I brought 3 of these about 1 year ago sold to me as flowerhorns, not really knowing a 2-3" flowerhorn should really look like i brought them, they are aggressive but not over the top mainly due to them both being the biggest in the tank atm
they dont appear to have any teeth and thier colouration hasnt changed much since iv had them

any help would be great, im guessing they are some sort of hybrid, red devil/parrot or something? not really sure thanks

picture is here









http://i204.photobucket.com/albums/bb14 ... 070467.jpg


----------



## dwarfpike (Jan 22, 2008)

low grade flowerhorn/fake parrot cross?


----------



## cracker (Mar 10, 2009)

dwarfpike said:


> low grade flowerhorn/fake parrot cross?

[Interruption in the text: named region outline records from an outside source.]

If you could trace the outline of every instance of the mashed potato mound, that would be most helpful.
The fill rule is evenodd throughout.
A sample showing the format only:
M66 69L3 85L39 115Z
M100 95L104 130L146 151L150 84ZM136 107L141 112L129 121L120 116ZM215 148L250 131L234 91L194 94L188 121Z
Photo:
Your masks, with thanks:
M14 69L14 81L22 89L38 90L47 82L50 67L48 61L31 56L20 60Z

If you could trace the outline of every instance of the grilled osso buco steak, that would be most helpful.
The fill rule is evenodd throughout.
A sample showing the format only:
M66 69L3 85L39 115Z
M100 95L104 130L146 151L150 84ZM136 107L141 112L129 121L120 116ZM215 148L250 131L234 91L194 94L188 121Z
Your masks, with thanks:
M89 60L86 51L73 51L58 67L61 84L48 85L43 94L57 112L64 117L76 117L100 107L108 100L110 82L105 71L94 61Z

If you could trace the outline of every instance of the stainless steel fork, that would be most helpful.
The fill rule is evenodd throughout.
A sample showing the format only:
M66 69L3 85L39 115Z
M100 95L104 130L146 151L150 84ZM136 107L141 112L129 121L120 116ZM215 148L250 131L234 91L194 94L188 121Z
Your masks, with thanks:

the head is the wrong shape though and the body is quite compressed and bean shaped also no real teeth and the aggresion/growth rate isnt really on par with my other "real" flowerhorn


----------



## dwarfpike (Jan 22, 2008)

hence why I think it's crossed with a fake parrot, would explain the body shape.


----------



## josmoloco (Aug 23, 2008)

My fish of a similar nature, He is now courting my female salvini. :?


----------



## Dave (Feb 9, 2003)

Just another flowerhorn hybrid. No way to know what else was mixed in, or if this just a throw back from some of the original crossings.


----------



## cracker (Mar 10, 2009)

josmoloco said:


> My fish of a similar nature, He is now courting my female salvini. :?

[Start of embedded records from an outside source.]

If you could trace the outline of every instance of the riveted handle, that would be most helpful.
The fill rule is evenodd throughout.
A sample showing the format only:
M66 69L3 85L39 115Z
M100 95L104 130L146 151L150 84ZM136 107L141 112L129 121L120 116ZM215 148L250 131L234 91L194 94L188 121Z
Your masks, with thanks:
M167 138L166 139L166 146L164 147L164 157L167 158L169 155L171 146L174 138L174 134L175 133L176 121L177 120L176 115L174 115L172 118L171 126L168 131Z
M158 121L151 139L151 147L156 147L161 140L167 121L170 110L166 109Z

ah i see looks alot like mine, only im on the other side of the world... the larger one of mine tends to harsh the slightly smaller one but they usally hang around together despite this


----------



## straitjacketstar (Mar 8, 2004)

Looks like a parrot x V. synspilum.
Not an uncommon cross. Vieja/Paratheraps sp. are a popular group to cross with parrots and FH for interesting colors and shapes.


----------



## b show (Apr 7, 2009)

Is all the pic the same fish? Bottom fish with stripes looks like a parrot that was crossed with convict ?


----------



## Trevor55 (Jan 9, 2009)

:fish: it is a natural colored blood parrot! instead of crossing red/white parents to make it, theu use the natural striped midas and such. good find! :fish:


----------



## josmoloco (Aug 23, 2008)

My female salvini is making some "moves" on the "natural Blood Parrot" as we speak. He has no Idea what she is doing.....


----------



## Trevor55 (Jan 9, 2009)

:fish: lol :fish:


----------